Testimony of the ACLU before the House Subcommittee on Commercial and Administrative Law and the Constitution Subcommittee on H.R. 338, the Defense of Privacy Act

Chairmen Chabot and Cannon, and Ranking Members Watt and Nadler:

I am pleased to testify today on behalf of the American Civil Liberties Union in favor of the Defense of Privacy Act, H.R. 338. The ACLU is a nationwide, non-partisan organization of nearly 400,000 members dedicated to protecting the principles of liberty, freedom, and equality set forth in the Bill of Rights to the United States Constitution and in our nation’s civil rights laws. For almost 80 years, the ACLU has sought to preserve and strengthen privacy in many aspects of American life.
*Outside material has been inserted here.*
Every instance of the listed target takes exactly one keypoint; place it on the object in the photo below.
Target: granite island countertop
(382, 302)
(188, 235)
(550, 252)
Americans’ right to privacy is in peril. Individuals’ personal information, including medical and financial records, is being collected through an ever expanding number of computer networks and being stored in formats that allow the data to be linked, transferred, shared and sold, often without consent or knowledge.

The same technological advances that have brought this country enormous benefit also make people more vulnerable to unwanted snooping and accidental disclosure of personal information. The federal government’s increased reliance on computerized records increases efficiency but also poses significant challenges to privacy.

H.R. 338, the “”Defense of Privacy Act,”” would require federal agencies to issue privacy impact statements with the rules or regulations they propose. By requiring privacy impact statements, the bill would encourage agencies to develop a systematic means for reviewing how a particular regulation would affect individual privacy. In addition, such statements would put the public on notice about the choices federal agencies are making about the use and disclosure of individually identifiable information and give the public a carefully limited chance to participate in those decisions.

The Defense of Privacy Act would provide an important check and balance on federal agencies’ use and disclosure of personal information inside and outside the government. The passage of this legislation would be an important step in the effort to protect privacy, particularly as the federal government relies more and more on powerful information technology.

The History and Lessons of the “”Know Your Customer”” Banking Regulation

The history of the “”Know Your Customer”” (“”KYC””) regulations provides important background on the need for privacy issues to be considered before a regulation is adopted.

In 1998, pursuant to the Bank Secrecy Act and other federal law, each of the bank regulatory agencies published parallel “”Know Your Customer”” regulations to facilitate the filing of suspicious activity reports, an element of the agency’s broader anti-money laundering initiative. Although most banking institutions already had adopted KYC programs voluntarily, the proposed regulation established uniform standards across the banking industry. Banks were required to identify customers and their normal and expected transactions, to determine the customer’s sources of funds for transactions involving the bank, and to monitor daily transactions and identify those that appear suspicious. The impact of the regulation, however, would have been to require banks to track innocent individuals in their day to day financial transactions and collect and track an enormous amount of personal financial information through federal databases.

In 1999, the Treasury Department was overwhelmed by almost 300,000 comments on the proposed “”Know Your Customer”” regulations because the agency failed to consider the privacy implications of tracking customers’ routine banking activities and reporting personal financial information to the government before proposing the rule. As a result, the agency was forced to retreat and withdraw the proposed rule.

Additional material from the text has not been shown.